A confusão deve-se, às vezes, à falta de oxigénio no sangue, mas em alguns casos a desorientação parece muito eleva em relação aos danos causados nos pulmões.

Para Jennifer Frontera, neurologista do hospital universitário Langone, no Brooklyn, os casos provocam perguntas sobre o impacto do novo coronavírus no cérebro e no sistema nervoso.

Vários estudos começam a descreve o fenómeno. Uma investigação publicada na semana passada na revista da Associação Médica Americana indica que 36% de um grupo de 214 pacientes chineses observados por médicos tiveram sintomas neurológicos como perda de olfato, nevralgias, convulsões e derrames.

E um artigo do New England Journal of Medicine, a revista médica americana de maior prestígio, destaca que médicos franceses estudaram 58 pacientes com coronavírus e comprovaram que metade deles estavam desorientados ou agitados. Exames de imagens do cérebro mostraram possíveis inflamações.

"Todos dizem que é um problema de respiração, mas também afeta o que mais importa: o cérebro", declarou à AFP o diretor do Departamento de Neurologia da Universidade da Califórnia em San Francisco, S. Andrew Josephson.

"Se se sente confuso, se tem problemas em pensar, são bons motivos para consultar um médico", disse. "É provável que a ideia de que só se deve ir ao médico em caso de falta de ar não seja mais válida".

Os vírus e o cérebro

Os virologistas não ficaram totalmente surpresos ao saber que o novo coronavírus, SARS-CoV-2, pode afetar o cérebro e o sistema nervoso, pois isto já foi observado com outros vírus como o da SIDA, o HIV.

Os vírus podem afetar o cérebro sobretudo de duas maneiras, explica Michel Toledano, neurologista da Mayo Clinic em Minnesota.

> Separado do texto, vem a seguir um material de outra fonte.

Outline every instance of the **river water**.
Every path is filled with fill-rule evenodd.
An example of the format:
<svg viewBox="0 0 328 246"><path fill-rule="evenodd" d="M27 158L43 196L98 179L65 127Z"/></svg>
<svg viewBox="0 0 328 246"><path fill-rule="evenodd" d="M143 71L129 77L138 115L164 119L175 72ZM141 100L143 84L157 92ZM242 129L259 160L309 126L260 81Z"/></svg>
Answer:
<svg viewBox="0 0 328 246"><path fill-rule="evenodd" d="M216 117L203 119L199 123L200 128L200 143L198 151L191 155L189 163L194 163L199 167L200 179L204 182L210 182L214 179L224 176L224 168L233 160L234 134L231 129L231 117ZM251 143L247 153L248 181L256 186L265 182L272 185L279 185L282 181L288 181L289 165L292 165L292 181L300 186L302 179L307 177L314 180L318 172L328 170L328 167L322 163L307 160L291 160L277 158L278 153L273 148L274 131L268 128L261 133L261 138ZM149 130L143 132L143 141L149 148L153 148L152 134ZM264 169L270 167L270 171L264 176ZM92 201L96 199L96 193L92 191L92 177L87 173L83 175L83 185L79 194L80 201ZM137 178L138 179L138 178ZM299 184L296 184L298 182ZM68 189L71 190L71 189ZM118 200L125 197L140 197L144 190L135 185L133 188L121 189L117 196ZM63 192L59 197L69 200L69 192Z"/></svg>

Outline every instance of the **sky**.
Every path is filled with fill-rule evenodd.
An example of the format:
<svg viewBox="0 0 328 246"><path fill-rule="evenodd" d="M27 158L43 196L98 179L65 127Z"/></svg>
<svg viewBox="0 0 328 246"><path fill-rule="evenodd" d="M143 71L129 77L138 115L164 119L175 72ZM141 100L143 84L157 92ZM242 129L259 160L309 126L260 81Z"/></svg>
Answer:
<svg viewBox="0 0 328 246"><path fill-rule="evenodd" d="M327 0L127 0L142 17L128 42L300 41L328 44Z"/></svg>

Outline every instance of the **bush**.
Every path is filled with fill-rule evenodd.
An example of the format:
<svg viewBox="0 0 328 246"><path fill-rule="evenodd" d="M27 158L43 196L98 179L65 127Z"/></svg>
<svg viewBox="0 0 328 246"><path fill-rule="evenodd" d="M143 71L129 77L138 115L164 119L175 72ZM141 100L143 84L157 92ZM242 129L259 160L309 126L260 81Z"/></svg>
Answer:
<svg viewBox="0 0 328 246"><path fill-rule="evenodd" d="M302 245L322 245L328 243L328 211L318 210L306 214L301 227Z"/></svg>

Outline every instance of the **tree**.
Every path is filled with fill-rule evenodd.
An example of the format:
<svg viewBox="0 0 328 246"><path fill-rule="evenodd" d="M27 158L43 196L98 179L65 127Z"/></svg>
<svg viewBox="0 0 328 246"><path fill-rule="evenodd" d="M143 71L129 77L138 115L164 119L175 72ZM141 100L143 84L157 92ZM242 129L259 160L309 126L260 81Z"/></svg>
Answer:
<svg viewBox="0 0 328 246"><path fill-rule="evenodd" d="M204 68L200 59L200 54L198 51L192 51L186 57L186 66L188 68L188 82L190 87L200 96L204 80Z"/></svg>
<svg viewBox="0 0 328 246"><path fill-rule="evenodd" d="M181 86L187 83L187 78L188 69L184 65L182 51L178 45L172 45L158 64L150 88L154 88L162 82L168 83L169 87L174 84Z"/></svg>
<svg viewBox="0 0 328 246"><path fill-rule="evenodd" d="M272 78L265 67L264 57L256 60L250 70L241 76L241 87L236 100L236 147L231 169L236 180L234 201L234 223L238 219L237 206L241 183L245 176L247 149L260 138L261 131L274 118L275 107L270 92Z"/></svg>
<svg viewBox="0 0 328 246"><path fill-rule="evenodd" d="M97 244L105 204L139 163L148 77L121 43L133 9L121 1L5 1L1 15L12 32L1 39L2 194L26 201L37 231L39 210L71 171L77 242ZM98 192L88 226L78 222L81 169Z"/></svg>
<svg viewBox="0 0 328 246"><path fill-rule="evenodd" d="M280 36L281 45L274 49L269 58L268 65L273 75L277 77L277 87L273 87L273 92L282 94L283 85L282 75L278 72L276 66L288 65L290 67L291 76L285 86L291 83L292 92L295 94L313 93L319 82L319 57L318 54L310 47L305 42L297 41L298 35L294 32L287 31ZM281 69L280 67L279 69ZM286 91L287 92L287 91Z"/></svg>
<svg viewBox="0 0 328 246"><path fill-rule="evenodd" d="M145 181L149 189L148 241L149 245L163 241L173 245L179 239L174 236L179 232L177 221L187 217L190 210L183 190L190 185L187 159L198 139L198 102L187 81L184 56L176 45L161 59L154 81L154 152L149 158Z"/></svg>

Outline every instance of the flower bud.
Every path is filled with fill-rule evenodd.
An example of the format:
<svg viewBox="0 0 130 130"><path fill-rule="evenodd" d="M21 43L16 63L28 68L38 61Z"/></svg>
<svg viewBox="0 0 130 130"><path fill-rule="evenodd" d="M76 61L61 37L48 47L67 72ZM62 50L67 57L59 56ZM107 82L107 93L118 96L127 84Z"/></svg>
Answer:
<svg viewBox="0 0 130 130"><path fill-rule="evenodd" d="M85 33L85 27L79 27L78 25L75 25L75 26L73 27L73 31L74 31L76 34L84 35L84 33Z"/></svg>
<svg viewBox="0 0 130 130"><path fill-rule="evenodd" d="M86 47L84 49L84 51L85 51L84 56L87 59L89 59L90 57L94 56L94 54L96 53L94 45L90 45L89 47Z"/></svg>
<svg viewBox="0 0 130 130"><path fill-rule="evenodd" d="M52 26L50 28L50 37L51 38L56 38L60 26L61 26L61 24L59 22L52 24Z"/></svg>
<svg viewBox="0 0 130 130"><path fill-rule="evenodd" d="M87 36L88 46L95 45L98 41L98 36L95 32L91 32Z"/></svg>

A primeira acontece pelo início de uma resposta imunológica anormal chamada de tempestade de citocinas, que provoca uma inflamação do cérebro denominada encefalite autoimune.

A segunda é produzida por uma infeção direta do cérebro, a chamada encefalite viral. O cérebro está protegido pela barreira hematoencefálica, que é responsável por bloquear as substâncias intrusas, mas que em algumas ocasiões pode falhar e permitir a passagem de alguma delas.

Alguns cientistas levantam a hipótese de que o nariz poderia ser a via de acesso até o cérebro, já que a perda de olfato é habitual para vários infetados pela COVID-19. Mas a teoria perde força com o facto de que muitos dos pacientes que perdem o olfato não sofrem graves problemas neurológicos.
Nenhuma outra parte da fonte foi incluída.